Google et Facebook ont un point en commun: aucun des deux ne fournit d’indications financières sur les trimestres à venir. Si les investisseurs le pardonnent à Google, ce manque de visibilité inquiète les actionnaires de Facebook. Jeudi soir, quelques minutes après l’annonce de ses résultats pour le deuxième trimestre, son action chutait de 12% dans les transactions d’après-bourse. Dans la journée, le titre avait déjà perdu 8,5%. Vendredi, à mi-séance, il reculait de 16% pour flirter avec les 22,5 dollars, en recul de près de 40% depuis son entrée en bourse mi-mai.

Comme attendu, le chiffre d’affaires a progressé de 31%, à 1,18 milliard de dollars. Comme pressenti, certes, mais il s’agit de la plus faible progression du chiffre d’affaires depuis début 2011. Facebook compte avant tout sur la publicité (84%) pour ses recettes, l’essentiel du solde étant lié à la plateforme des paiements réalisés sur le site. Comme craint en mai, la croissance de Facebook sur les téléphones mobiles ne tire pas en avant celle des revenus. Exemple: lors du dernier trimestre, le nombre de publicités affichées aux Etats-Unis a crû de 2%, alors même que le nombre d’utilisateurs quotidiens augmentait de 10%.

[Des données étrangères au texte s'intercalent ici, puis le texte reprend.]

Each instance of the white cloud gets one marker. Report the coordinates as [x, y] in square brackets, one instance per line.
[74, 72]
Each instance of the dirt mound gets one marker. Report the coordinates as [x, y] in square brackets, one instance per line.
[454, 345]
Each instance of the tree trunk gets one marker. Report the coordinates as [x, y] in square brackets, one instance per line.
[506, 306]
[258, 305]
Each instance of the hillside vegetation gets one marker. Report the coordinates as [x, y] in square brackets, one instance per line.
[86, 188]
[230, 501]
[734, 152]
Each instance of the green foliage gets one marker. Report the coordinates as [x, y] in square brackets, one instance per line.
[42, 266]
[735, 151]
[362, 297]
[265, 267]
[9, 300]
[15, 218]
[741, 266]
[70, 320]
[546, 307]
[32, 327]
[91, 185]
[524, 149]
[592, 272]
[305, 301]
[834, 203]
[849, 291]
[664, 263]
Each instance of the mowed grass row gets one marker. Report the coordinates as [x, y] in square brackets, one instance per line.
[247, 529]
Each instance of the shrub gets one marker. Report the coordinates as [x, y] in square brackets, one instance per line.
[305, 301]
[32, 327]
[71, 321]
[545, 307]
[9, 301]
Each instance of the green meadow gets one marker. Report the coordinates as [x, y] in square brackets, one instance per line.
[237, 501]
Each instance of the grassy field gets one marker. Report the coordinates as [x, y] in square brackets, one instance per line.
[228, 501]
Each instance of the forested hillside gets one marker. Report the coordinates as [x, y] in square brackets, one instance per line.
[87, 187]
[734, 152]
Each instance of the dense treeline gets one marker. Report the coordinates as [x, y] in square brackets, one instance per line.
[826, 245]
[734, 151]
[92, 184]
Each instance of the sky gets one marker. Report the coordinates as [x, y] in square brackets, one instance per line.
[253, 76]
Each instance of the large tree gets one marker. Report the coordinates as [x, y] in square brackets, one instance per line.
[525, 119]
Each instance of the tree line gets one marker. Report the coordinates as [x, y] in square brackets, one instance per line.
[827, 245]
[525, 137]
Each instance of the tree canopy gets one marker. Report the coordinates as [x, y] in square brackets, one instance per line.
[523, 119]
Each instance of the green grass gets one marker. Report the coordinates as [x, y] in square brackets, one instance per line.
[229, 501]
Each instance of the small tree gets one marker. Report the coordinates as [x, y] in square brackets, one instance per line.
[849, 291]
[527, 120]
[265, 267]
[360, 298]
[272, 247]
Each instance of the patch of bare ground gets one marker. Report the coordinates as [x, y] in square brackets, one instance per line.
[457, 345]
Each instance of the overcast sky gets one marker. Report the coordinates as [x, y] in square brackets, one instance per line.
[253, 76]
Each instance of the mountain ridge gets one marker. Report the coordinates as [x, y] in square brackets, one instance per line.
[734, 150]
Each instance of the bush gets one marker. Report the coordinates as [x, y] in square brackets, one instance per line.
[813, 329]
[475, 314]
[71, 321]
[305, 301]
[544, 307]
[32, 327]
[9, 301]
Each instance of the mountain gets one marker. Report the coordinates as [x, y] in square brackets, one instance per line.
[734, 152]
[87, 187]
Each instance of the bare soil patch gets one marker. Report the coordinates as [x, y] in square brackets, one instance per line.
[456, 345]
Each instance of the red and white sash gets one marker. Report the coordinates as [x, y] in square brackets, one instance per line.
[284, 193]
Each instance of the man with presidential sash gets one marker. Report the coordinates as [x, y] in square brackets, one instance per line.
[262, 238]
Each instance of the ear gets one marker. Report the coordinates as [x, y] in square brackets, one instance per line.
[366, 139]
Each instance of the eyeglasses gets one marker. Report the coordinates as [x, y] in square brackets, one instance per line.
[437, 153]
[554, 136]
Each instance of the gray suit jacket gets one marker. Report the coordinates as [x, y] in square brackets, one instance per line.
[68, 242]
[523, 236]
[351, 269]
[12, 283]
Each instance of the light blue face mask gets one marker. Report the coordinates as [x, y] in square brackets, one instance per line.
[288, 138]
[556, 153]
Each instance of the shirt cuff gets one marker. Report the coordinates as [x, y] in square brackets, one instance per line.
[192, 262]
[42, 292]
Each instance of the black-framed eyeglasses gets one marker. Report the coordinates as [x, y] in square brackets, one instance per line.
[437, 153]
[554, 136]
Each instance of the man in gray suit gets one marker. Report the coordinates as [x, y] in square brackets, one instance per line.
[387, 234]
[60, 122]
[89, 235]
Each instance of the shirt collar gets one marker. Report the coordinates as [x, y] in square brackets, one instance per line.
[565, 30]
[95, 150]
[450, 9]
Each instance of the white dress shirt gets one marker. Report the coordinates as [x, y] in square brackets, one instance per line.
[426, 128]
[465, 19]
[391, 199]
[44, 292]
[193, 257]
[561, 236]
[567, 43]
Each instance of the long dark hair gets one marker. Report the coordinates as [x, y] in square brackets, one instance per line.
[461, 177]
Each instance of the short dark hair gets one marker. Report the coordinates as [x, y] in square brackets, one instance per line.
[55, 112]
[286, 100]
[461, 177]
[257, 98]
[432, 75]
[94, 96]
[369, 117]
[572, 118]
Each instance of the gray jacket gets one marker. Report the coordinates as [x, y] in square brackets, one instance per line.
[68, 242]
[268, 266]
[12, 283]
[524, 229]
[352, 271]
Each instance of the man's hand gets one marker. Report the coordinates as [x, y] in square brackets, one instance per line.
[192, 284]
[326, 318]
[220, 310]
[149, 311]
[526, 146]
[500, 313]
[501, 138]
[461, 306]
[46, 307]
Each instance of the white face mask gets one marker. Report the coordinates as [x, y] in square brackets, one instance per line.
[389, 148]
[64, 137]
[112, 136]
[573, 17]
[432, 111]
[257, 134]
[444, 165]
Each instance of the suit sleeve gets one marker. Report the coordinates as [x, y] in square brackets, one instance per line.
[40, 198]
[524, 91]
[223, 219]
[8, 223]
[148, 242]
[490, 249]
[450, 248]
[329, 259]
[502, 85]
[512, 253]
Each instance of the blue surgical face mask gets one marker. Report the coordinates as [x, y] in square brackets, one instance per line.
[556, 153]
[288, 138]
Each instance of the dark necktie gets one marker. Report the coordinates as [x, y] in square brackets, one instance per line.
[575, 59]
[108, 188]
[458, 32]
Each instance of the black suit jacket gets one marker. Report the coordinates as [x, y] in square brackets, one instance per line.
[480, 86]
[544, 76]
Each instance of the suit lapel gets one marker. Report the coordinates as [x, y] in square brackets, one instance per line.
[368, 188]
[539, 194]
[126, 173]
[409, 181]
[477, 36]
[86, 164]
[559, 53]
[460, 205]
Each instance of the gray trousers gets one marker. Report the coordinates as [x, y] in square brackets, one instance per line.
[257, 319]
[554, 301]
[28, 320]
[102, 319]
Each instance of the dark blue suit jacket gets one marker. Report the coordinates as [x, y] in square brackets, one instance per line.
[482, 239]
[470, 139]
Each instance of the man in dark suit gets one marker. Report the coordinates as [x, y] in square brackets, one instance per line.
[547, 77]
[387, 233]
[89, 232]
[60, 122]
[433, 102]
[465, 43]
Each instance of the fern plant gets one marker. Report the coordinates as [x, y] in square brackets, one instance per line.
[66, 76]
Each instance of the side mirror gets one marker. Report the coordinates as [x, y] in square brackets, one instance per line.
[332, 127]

L’entreprise de Mark Zuckerberg cherche toujours à «monétiser» ces utilisateurs mobiles qui ne cessent de croître: en un an, le nombre total d’utilisateurs quotidiens a augmenté de 29%, à 955 millions de Terriens, alors que celui sur mobiles explosait de 67%, à 542 millions. Lors de la conférence téléphonique, tant Mark Zuckerberg que Sheryl Sandberg, directrice opérationnelle, ont insisté sur les défis que représentent ces petits écrans où les annonceurs peinent à trouver leur place – Sheryl Sandberg a ainsi affirmé que Facebook devait «éduquer les entreprises pour annoncer au mieux sur Facebook».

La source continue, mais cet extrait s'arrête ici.